Blogs

The power of people in movements for health

Nesta has launched a new report, Health as a Social Movement: The Power of People in Movements, produced as part of NHS England’s Health as a Social Movement Programme. It illuminates the value and role of health social movements and aims to foster debate, experiments and development of a practice around social movements in health.

A health social movement is a people-powered effort to promote or resist change in the experience of health or the systems that shape it

There is a unique power to people in social movements - one in which purposeful citizens have the determination and courage to stand up, speak out and seek change in the issues that matter to them and their loved ones. The AIDS movement, the breast cancer movement and the disability rights movement have all aimed to transform people’s experiences of their own health and identity and the systems which shape it. Social movements have been gaining increased attention, especially in the context of health and care, as an effective and timely bottom-up approach to system-level change.

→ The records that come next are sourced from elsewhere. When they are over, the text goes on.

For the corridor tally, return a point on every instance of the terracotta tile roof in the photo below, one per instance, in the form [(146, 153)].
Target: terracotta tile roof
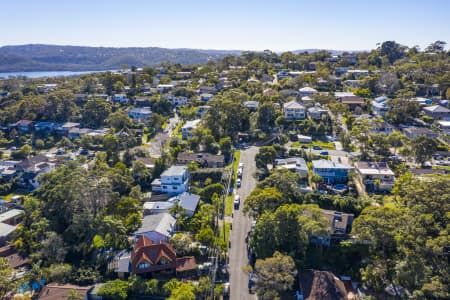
[(55, 291)]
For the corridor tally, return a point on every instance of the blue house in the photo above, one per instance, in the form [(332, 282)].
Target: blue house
[(331, 172)]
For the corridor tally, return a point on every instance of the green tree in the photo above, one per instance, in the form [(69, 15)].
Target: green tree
[(114, 290), (95, 113), (6, 284), (266, 155), (275, 275), (423, 148)]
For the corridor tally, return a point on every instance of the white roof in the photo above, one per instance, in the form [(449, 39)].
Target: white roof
[(293, 104), (10, 214), (328, 164), (308, 89)]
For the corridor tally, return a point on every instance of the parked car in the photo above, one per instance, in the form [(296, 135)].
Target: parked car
[(237, 201)]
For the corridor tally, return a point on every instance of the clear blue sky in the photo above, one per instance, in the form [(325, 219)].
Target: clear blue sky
[(227, 24)]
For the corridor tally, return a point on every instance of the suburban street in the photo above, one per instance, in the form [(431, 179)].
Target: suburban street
[(241, 226)]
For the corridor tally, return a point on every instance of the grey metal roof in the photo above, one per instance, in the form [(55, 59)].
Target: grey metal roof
[(187, 200), (328, 164), (174, 171), (162, 223)]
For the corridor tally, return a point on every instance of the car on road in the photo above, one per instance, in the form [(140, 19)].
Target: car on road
[(226, 289), (237, 201)]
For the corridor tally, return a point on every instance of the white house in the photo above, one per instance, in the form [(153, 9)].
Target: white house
[(174, 180), (121, 98), (294, 164), (307, 91), (188, 127), (294, 110), (140, 113), (177, 100)]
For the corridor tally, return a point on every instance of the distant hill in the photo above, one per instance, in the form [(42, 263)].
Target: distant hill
[(38, 57)]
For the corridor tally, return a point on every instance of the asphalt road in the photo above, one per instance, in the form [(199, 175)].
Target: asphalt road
[(241, 226)]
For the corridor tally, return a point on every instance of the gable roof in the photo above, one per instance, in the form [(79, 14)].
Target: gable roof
[(162, 223), (293, 104)]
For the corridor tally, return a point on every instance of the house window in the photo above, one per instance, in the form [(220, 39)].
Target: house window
[(144, 265)]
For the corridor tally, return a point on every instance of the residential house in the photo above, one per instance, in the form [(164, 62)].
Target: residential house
[(201, 110), (142, 101), (294, 164), (353, 83), (16, 261), (64, 128), (164, 88), (31, 168), (174, 180), (76, 132), (23, 126), (206, 160), (120, 98), (177, 100), (317, 112), (251, 105), (140, 114), (422, 101), (207, 90), (187, 201), (157, 227), (325, 285), (376, 176), (437, 112), (58, 291), (382, 127), (149, 257), (444, 126), (358, 73), (307, 91), (331, 172), (12, 217), (413, 132), (188, 127), (351, 100), (338, 222), (293, 110), (379, 106), (206, 96), (44, 127)]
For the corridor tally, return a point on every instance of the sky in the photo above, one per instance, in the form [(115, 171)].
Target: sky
[(278, 25)]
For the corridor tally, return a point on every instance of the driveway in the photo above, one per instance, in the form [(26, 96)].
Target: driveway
[(241, 226)]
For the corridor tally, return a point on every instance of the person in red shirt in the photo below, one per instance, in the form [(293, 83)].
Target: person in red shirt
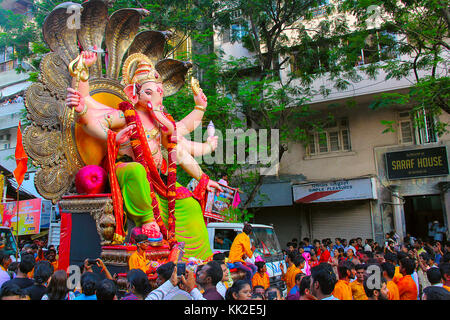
[(314, 260), (342, 289), (325, 254), (406, 286)]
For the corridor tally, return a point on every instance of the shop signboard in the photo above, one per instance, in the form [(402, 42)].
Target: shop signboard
[(420, 163), (26, 219), (342, 190), (218, 203)]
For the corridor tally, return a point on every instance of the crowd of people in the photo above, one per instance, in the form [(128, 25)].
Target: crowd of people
[(17, 99), (412, 269)]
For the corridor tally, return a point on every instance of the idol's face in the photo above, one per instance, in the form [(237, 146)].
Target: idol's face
[(151, 92)]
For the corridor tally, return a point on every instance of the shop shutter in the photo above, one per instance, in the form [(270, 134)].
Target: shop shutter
[(341, 220)]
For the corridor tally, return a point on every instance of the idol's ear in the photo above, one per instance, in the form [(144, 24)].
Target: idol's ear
[(130, 91)]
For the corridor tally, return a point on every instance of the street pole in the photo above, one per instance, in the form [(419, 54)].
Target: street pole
[(17, 226)]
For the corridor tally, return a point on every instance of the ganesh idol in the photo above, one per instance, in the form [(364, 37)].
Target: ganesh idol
[(142, 176)]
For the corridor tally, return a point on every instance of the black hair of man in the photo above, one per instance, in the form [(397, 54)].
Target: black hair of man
[(260, 265), (247, 228), (272, 288), (26, 263), (43, 270), (445, 258), (434, 275), (389, 268), (214, 271), (89, 282), (390, 257), (436, 293), (257, 287), (219, 257), (409, 265), (444, 268), (3, 257), (298, 276), (324, 275), (9, 289), (360, 266), (165, 270), (257, 296), (343, 267), (401, 255), (305, 283), (369, 289), (106, 290)]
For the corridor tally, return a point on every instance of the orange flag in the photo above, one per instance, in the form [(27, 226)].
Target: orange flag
[(21, 159)]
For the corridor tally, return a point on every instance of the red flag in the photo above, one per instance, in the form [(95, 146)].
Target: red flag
[(21, 159)]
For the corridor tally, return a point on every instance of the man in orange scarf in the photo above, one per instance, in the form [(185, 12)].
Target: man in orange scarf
[(388, 274), (357, 287), (445, 273), (293, 261), (138, 260), (240, 248), (342, 289), (406, 286), (261, 278)]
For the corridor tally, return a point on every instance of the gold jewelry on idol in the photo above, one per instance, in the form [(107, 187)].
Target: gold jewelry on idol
[(200, 108), (82, 113), (195, 86), (138, 68)]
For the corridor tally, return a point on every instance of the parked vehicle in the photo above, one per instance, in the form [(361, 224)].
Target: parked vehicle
[(263, 237)]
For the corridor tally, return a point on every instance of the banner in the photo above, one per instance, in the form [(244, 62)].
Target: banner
[(29, 216), (420, 163), (218, 203), (343, 190)]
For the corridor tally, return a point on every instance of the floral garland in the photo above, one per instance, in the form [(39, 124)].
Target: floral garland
[(143, 156)]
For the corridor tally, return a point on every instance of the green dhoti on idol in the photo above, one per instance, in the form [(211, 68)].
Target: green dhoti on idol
[(143, 180)]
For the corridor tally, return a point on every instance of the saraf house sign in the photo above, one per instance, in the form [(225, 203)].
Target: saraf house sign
[(418, 163)]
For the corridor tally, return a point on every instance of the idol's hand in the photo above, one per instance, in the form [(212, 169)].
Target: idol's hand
[(200, 99), (89, 57), (74, 100), (124, 134), (213, 185), (213, 141)]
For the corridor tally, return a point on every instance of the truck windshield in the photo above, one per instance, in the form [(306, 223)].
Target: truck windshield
[(7, 243), (265, 241)]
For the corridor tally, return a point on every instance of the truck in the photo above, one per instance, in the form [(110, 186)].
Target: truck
[(8, 242), (263, 237)]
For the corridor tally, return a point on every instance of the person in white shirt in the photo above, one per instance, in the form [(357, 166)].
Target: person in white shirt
[(5, 260)]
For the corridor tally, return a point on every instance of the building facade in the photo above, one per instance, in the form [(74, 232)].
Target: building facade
[(357, 179)]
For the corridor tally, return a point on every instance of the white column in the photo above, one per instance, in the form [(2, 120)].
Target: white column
[(398, 212)]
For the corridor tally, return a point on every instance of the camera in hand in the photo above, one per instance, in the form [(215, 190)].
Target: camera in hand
[(272, 295), (181, 269)]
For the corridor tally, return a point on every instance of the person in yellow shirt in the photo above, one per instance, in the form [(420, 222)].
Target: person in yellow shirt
[(138, 259), (342, 289), (261, 278), (241, 249), (293, 261), (388, 274), (373, 293), (357, 286), (445, 274)]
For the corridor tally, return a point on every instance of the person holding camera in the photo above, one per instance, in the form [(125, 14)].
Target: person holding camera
[(88, 263), (138, 260)]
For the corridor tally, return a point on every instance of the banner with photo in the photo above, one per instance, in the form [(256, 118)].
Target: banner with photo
[(27, 219), (220, 205)]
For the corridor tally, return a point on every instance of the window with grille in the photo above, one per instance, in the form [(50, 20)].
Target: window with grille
[(334, 137), (419, 128)]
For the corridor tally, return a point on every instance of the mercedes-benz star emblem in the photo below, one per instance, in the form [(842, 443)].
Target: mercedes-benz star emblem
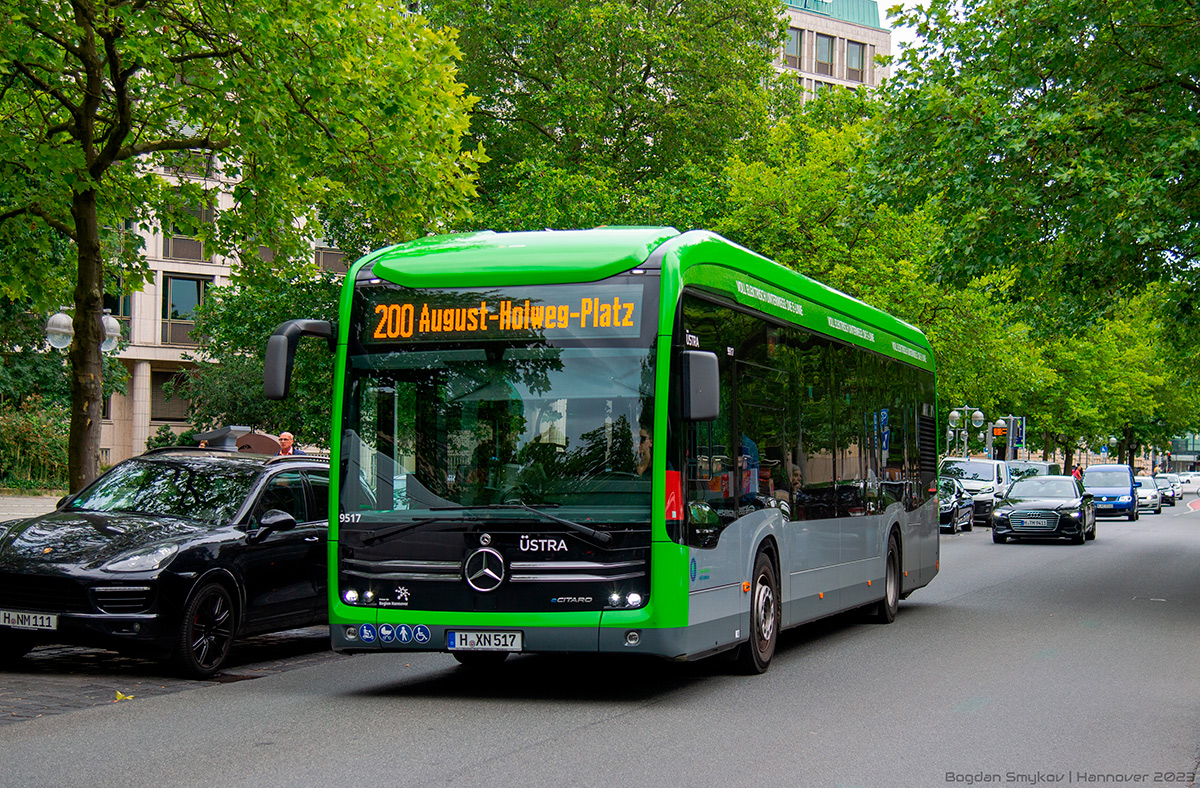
[(484, 570)]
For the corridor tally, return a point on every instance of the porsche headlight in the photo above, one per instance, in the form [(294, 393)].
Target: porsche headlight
[(143, 560)]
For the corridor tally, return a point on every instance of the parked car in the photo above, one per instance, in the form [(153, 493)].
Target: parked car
[(1176, 483), (1165, 491), (172, 554), (1149, 497), (955, 505), (987, 480), (1115, 489), (1023, 468), (1045, 507)]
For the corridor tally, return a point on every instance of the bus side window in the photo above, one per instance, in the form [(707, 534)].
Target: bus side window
[(711, 458)]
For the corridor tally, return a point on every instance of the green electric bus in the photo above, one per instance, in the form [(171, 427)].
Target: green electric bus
[(621, 440)]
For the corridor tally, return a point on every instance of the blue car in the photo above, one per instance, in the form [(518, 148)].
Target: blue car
[(1114, 488)]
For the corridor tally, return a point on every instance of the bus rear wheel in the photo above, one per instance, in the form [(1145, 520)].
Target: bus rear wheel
[(755, 655), (885, 611)]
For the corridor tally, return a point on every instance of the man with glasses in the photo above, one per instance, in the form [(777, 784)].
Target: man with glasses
[(287, 445)]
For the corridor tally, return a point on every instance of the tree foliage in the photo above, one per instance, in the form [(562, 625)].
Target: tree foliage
[(1060, 138), (226, 386), (305, 106)]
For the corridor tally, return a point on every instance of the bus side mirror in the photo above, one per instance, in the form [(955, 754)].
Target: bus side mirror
[(701, 385), (281, 353)]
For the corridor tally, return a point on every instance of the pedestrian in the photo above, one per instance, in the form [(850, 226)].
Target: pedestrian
[(288, 445)]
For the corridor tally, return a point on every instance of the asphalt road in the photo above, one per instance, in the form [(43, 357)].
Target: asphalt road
[(1020, 665)]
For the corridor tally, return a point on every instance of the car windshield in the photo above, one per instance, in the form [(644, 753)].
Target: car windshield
[(209, 493), (1043, 487), (1021, 469), (970, 469), (1105, 479)]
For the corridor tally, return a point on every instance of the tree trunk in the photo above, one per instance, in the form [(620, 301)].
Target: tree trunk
[(87, 367)]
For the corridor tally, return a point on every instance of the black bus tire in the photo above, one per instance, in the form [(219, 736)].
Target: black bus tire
[(885, 611), (755, 654)]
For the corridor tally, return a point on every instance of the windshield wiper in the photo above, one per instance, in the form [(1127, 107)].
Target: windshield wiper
[(378, 535), (600, 537)]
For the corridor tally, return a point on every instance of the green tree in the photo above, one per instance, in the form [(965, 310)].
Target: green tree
[(305, 106), (804, 203), (1059, 137)]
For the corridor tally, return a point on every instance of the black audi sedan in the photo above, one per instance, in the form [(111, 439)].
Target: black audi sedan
[(955, 505), (172, 554), (1045, 507)]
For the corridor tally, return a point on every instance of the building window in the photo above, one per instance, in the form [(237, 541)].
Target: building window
[(856, 61), (196, 163), (792, 48), (179, 246), (120, 307), (825, 54), (163, 408), (180, 296), (330, 259)]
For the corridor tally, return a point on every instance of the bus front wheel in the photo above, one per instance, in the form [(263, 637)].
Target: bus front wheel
[(765, 614)]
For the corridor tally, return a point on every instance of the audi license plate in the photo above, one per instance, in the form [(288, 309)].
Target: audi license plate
[(29, 620), (483, 641)]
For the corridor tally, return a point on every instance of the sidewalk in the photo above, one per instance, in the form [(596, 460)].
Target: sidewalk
[(15, 506)]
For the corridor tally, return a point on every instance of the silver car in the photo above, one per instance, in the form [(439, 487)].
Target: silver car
[(1147, 494)]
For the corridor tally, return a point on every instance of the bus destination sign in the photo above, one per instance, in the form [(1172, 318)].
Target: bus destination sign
[(551, 312)]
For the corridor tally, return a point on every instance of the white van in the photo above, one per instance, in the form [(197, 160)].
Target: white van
[(987, 480)]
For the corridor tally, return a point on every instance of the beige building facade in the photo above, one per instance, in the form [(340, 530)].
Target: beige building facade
[(834, 43), (157, 322)]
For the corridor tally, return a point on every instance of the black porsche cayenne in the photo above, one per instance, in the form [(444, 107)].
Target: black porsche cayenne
[(171, 554)]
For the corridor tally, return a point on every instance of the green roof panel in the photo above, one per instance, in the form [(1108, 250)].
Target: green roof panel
[(859, 12)]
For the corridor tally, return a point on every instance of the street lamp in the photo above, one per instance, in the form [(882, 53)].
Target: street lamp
[(959, 415), (60, 330)]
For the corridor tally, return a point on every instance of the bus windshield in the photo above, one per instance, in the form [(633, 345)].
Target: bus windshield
[(969, 469), (546, 419)]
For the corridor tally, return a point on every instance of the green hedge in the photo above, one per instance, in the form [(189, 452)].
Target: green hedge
[(34, 446)]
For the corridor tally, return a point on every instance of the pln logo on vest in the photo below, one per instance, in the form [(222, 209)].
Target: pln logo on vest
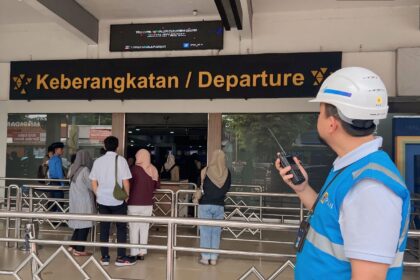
[(325, 200)]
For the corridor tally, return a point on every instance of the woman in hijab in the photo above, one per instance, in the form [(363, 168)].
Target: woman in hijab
[(81, 199), (144, 182), (170, 170), (216, 183)]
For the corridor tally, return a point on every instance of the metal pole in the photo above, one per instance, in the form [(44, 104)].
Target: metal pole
[(301, 212), (18, 206), (8, 206), (169, 254)]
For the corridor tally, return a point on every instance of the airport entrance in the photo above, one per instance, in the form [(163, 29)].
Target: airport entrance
[(182, 135)]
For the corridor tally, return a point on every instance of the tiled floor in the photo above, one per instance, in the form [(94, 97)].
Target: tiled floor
[(154, 266)]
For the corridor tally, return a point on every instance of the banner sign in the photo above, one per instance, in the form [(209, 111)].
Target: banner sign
[(203, 77)]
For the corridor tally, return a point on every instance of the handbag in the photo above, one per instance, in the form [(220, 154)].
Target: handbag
[(118, 193), (199, 191)]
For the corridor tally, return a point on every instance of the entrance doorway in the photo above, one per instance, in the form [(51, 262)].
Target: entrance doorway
[(183, 135)]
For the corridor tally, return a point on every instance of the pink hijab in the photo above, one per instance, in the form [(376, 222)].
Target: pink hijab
[(143, 160)]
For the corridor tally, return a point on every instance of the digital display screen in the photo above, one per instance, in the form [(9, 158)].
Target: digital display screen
[(197, 35)]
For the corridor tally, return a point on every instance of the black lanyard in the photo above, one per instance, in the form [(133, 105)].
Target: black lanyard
[(311, 212)]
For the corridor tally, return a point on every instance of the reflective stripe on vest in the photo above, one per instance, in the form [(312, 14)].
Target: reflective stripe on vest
[(377, 167), (337, 250), (389, 173), (325, 245)]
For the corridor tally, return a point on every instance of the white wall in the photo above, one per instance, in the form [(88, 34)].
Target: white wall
[(347, 30), (39, 41), (368, 37)]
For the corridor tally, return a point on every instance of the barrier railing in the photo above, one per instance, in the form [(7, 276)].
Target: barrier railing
[(171, 248)]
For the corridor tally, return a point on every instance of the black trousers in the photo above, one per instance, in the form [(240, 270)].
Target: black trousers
[(80, 234), (121, 228)]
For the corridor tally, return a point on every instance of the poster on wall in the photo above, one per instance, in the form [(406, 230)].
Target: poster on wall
[(291, 75)]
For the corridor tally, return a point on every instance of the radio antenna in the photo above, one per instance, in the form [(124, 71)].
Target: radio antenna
[(277, 141)]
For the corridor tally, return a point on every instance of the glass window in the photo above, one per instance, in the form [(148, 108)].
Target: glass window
[(251, 149), (28, 136)]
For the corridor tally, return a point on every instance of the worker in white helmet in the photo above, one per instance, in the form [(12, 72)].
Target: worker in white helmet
[(357, 226)]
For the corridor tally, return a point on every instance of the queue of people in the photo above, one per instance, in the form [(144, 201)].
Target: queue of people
[(92, 190)]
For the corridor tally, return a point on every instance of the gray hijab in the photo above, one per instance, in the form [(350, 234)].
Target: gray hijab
[(83, 159)]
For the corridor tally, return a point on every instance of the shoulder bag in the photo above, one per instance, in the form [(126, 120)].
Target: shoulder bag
[(118, 193)]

The interface between social movements and institutions can create challenges which surface healthy tensions: How can formal institutions work with something as restless and intangible as a movement? Who is accountable to whom? Can shared purpose be created without co-opting citizen-led change? What are the limits of social movements? This creative tension between people and institutions lies at the heart of Nesta's work on People Powered Health. This report proposes the need for new models of engagement that draw effectively on both the efficiency and scale of institutions and the dynamism and agility of movements.